Lineage-specific patterns in the Moraceae family allow identification of convergent P450 enzymes involved in furanocoumarin biosynthesis.

Specialized metabolites are molecules involved in plants' interaction with their environment. Elucidating their biosynthetic pathways is a challenging but rewarding task, leading to societal applications and ecological insights. Furanocoumarins emerged multiple times in Angiosperms, raising the question of how different enzymes evolved into catalyzing identical reactions. To identify enzymes producing lineage-specific metabolites, an evolutionary-based approach was developed and applied to furanocoumarin biosynthesis in Ficus carica (Moraceae). This led to the characterization of CYP71B129-131a, three P450 enzymes whose evolution of the function was investigated using phylogenetics, structural comparisons and site-directed mutagenesis.

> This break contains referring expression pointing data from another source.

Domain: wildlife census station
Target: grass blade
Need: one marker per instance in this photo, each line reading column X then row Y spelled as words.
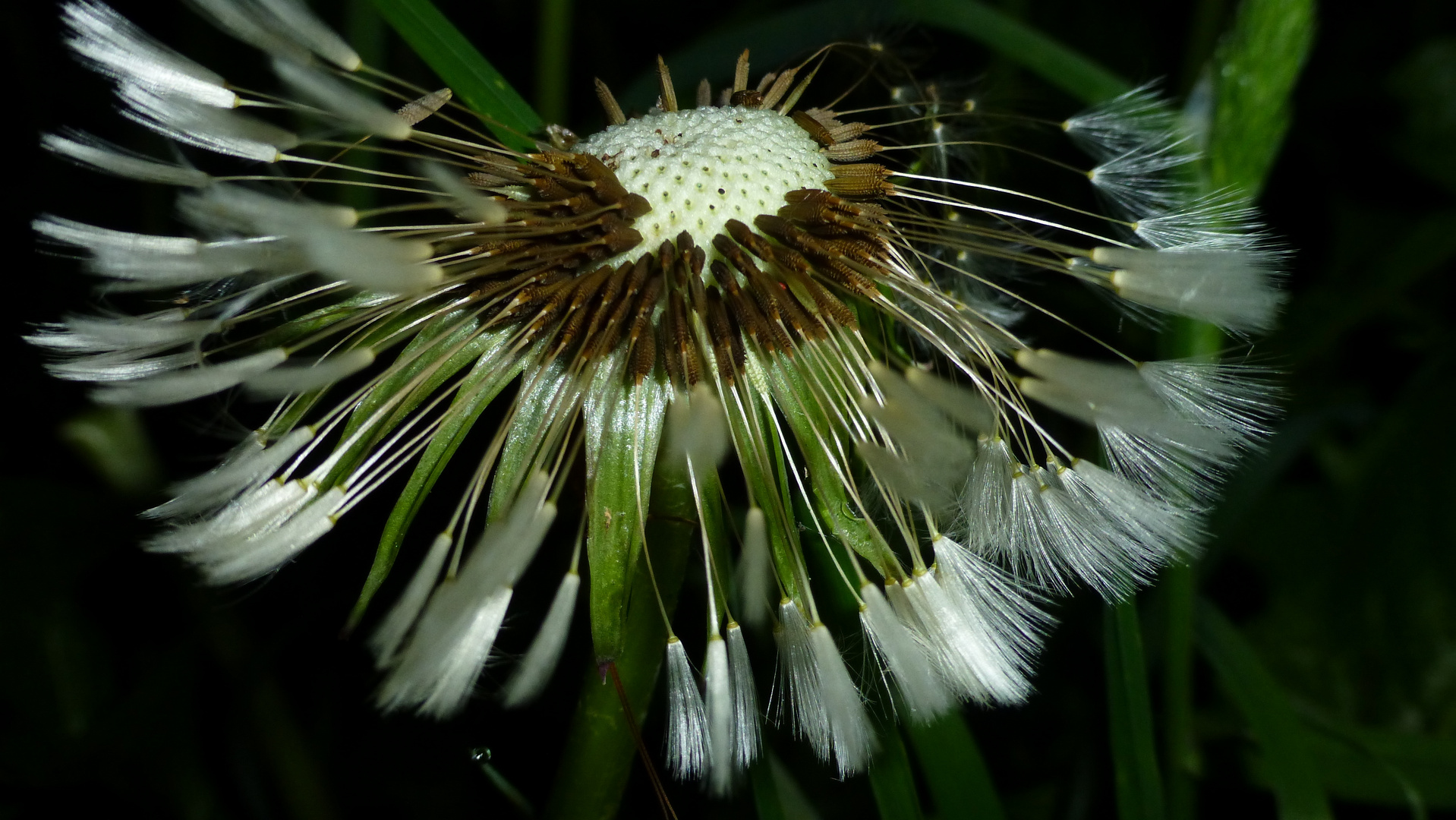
column 1130, row 717
column 954, row 769
column 1281, row 737
column 472, row 77
column 1254, row 76
column 891, row 780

CYP71B129 and CYP71B130,131a were found to hydroxylate umbelliferone (coumarin) and xanthotoxin (furanocoumarin), respectively. Results suggest that CYP71Bs xanthotoxin hydroxylase activity results from duplications and functional divergence of umbelliferone hydroxylase genes. Structural comparisons highlighted an amino acid affecting CYP71Bs substrate specificity, which may play a key role in allowing xanthotoxin hydroxylation in several P450 subfamilies. CYP71B130-131a characterization validates the proposed enzyme-discovery approach, which can be applied to different pathways and help to avoid the classic bottlenecks of specialized metabolism elucidation. The CYP71Bs also exemplify how furanocoumarin-biosynthetic enzymes can stem from coumarin-biosynthetic ones and provides insights into the molecular mechanisms underlying the multiple emergences of xanthotoxin hydroxylation in distant P450 subfamilies.